Da questo scaturisce la solidarietà che è la formazione di una mentalità tesa non alla collettivizzazione, ma alla comunità. La comunità è difficile da vivere. Gli antichi dicevano: "Vita communis maxima poenitentia est" ("La vita comune è la massima penitenza").

Fin quando noi consideriamo gli altri... assenti, consentiamo loro di starci accanto, ma se gli altri assumono la loro configurazione, urtano la nostra suscettibilità. Allora bisogna morbidizzarsi per fare in modo che l'altro si possa esprimere anche nell'errore perché se questo è prodotto da lui, è una sua verità. Se l'altro è libero, si può confrontare, ma se subisce inibizioni o proibizioni, il poveraccio resta nella sua dimensione di non personalizzazione.

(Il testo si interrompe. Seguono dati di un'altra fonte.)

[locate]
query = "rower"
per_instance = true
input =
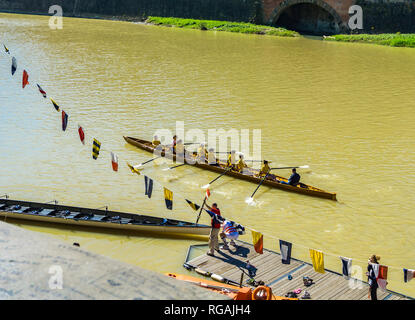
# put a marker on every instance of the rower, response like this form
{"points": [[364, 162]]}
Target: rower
{"points": [[231, 160], [294, 178], [212, 157], [202, 154], [179, 149], [156, 141], [265, 169], [240, 165]]}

Questo si verifica anche in famiglia. Non è raro sentire un genitore dire al figlio: "Fin quando starai qui, devi fare quello che dico io e pensare come penso io. Se non ti conviene, puoi anche andartene!".

Questo non è un fatto del passato come ci illudiamo di pensare fin quando non lo constatiamo personalmente.

Ma col confronto non aumenta la conflittualità? Aumenta se al confronto non fa da supporto la dialogalità. Il confronto produce conflitto se le due realtà personali entrano in relazione senza prendere in considerazione le tre leggi del sistema aperto: omeostasi, trasformabilità ed integrazione, ma per metterle in atto spesso ci vuole una vita intera.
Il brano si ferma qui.